NARC/Ouseburn Festival 2022
Despite the ubiquity of online music content today, I confess to a liking, no … to be honest, a genuine preference for its analogue bedfellow; old-fashioned ink on paper.
Newcastle’s NARC magazine is now 185 issues old, so by my reckoning for the last 15 years, they have been the independent reference point for alternative music, art, literature, comedy, film, theatre and culture in the North East.
In fact, I’m underselling NARC here – they do loads more than just publish a monthly FREE magazine, they have an online TV channel, an excellent website and are across all the social media sites. They also release an annual free compilation download on Bandcamp, and importantly for this live music aficionado they put stuff on.
Case in point; a stage outside The Cumberland Arms on a sunny July afternoon, which was their contribution to the 2022 Ouseburn Festival.
As luck would have it I managed to bag a seat in the shade for the second act of the day – Fawns, an indie-folk duo who I later discover are Abi and Lou from Durham.
The first thing that strikes me is the volume of ‘body art‘ on view – perhaps this has something to do with Abi’s daytime gig as a tattoo artist in Bishop Auckland.
It’s a brief distraction though – the girls are clearly good friends and there is plenty of banter back and forth between the two; their Instagram profile states they are ‘Durham-based acoustic buffoons‘.
However, all of that deflects somewhat from the seriousness of their songs.
Tales of love and loss, coercive control, self-worth and death are all featured.
It’s really interesting (and skilful) how they manage to walk this tightrope.
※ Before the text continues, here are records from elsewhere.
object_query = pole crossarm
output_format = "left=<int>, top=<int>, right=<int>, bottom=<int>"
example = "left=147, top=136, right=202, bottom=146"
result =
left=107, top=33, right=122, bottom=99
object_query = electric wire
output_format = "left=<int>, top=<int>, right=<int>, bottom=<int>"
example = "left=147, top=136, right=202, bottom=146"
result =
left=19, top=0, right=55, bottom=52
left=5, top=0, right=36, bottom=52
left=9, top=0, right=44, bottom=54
Thanks to their superb harmonies, between song banter and the breezy guitar playing of Lou Maddison they manage to keep the atmosphere light and summery on this warm, Tyneside afternoon.
I’m not sure of the song title but it could well have been ‘Misled and Innocent’ – where Fawns harmonise about the heartlessness that is at the core of any emotionally abusive relationship
‘Don’t put the blame on you….how can someone be so cruel.‘
I start thinking to myself it’s a bit First Aid Kit but with more substance, and more authentic too; due to it being delivered with a hint of a Durham accent.
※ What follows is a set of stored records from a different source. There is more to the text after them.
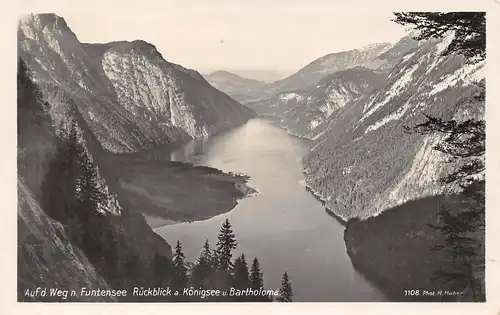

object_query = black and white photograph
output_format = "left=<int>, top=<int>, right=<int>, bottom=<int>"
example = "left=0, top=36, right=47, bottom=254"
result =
left=12, top=0, right=488, bottom=303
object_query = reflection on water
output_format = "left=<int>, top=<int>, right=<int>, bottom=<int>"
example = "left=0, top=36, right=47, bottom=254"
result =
left=155, top=119, right=385, bottom=301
I’m warming to them, and then Abi produces a harmonica that takes the music elsewhere – into Neil Young territory?
She’s a great harmonica player by the way and by this point I’m really getting into it.
Next up is ‘Gaslights’, taken from their 2020, 3-track EP ‘For Those Dearest’.
‘There’s an epidemic in the youth,
those who’ve been sold a fictionalised truth
…and how can it be the subjugation of this generation
is now so routine‘.
In part, it’s a swipe at the downside of social media and it’s no surprise to discover their own presence on these platforms is pretty much ‘light-touch’.
Good on them, they speak through their music and judging by the reaction today there’s a receptive audience out there for Fawns and their message.
‘It’s a good one for a cry, this one’ Abi says as she somewhat lightheartedly introduces their final song – ‘Bags and Boxes‘, another tune lifted from their EP.
It turns out to be a very personal, tender song of how when someone we love passes away we carry out the painful task of packing away their lifetimes’ possessions.
It’s heart-wrenching stuff with a swooping harmonica interlude and great harmonies.
You just drown in it. It’s beautiful, important music.
Keep doing it Fawns and keep the Durham accent too.